以前魔王軍の諜報員として活動していた彼なら、何か知っているかもしれない。
そろりそろりと、階段を降りた彼は足音をたてぬよう玄関に忍び寄る。
ふと、鞄を置いてきたような気がして、彼は腰に視線を落として。
「――――あら、こんな時間にお出かけ?」
ブラッドリーは反射的に振り返り、剣の柄に手をかける。
心臓が飛び跳ね、体中の血液が凍り付く。
彼はその声に聞き覚えがあった。
イヴリンだ。
「い、イヴリンさん?」
彼女はニコニコと、顔に笑顔を張りつけながら彼を見つめていた。
「てっきりもう帰ったのかと」
「帰ろうと思ったんだけどね、ちょっと気になることがあって戻ってきたの」
口ぶりからして、どうやらクネル伯爵の承諾は得て無さそうだ。
ブラッドリーは呆れて言葉を失う。
「気になることがあるからって、勝手に屋敷に入ったらまずいだろ」
「うーん、そうね。

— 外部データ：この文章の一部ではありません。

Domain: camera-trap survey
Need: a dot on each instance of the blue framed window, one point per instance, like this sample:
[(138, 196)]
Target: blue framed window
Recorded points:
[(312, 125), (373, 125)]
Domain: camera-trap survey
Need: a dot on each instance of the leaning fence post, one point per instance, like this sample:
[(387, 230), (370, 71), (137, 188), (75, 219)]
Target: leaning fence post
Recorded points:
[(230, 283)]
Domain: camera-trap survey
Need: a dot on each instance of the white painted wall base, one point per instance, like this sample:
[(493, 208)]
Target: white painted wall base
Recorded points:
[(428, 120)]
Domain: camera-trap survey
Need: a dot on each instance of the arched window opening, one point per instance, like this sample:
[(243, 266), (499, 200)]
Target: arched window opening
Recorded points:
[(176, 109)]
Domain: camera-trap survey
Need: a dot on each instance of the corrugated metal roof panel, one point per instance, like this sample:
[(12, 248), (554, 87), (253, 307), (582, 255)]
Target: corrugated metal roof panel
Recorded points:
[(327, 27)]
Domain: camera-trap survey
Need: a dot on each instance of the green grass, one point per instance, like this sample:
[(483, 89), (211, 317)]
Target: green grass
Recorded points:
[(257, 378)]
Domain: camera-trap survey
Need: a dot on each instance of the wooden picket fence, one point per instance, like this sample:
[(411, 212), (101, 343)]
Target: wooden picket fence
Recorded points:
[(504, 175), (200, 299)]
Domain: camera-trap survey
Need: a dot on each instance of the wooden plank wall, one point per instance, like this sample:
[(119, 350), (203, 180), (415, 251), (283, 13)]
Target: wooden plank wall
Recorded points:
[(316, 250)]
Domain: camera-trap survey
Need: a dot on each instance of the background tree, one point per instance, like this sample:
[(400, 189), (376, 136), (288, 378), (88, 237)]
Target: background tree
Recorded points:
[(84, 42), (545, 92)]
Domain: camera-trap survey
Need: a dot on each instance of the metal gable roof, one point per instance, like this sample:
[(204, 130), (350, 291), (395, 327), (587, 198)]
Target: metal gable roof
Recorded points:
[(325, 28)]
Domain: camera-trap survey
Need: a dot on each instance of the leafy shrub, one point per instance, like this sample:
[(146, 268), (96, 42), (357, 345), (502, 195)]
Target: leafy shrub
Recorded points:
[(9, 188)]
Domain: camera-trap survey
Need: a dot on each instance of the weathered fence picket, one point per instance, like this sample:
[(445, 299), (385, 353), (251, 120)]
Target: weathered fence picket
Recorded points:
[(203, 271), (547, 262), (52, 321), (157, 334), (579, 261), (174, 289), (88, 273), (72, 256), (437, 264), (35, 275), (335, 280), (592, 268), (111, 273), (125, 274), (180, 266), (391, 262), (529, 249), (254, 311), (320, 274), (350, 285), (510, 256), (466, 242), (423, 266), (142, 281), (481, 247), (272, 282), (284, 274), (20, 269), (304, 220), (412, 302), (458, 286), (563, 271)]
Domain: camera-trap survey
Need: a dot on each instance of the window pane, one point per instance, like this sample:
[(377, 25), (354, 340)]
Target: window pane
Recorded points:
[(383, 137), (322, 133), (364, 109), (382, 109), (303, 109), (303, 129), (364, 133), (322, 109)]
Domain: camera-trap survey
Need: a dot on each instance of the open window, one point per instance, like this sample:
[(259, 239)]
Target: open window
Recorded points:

けど、そんな些細なこと気にならなくなると思うよー?」
不意に、彼女の笑みがにいっと不気味に歪む。
――――シュッ!
何かが空を切る音。
そして二つの小さな“影”が、ブラッドリーの視界に飛び込んでくる。
それは見る見るうちに大きくなっていく。
いや、大きくなっているのではない。
――――“飛んできている”のだ。
彼はそれにいち早く気が付き、身構えた。
そして、魔術を発動させる。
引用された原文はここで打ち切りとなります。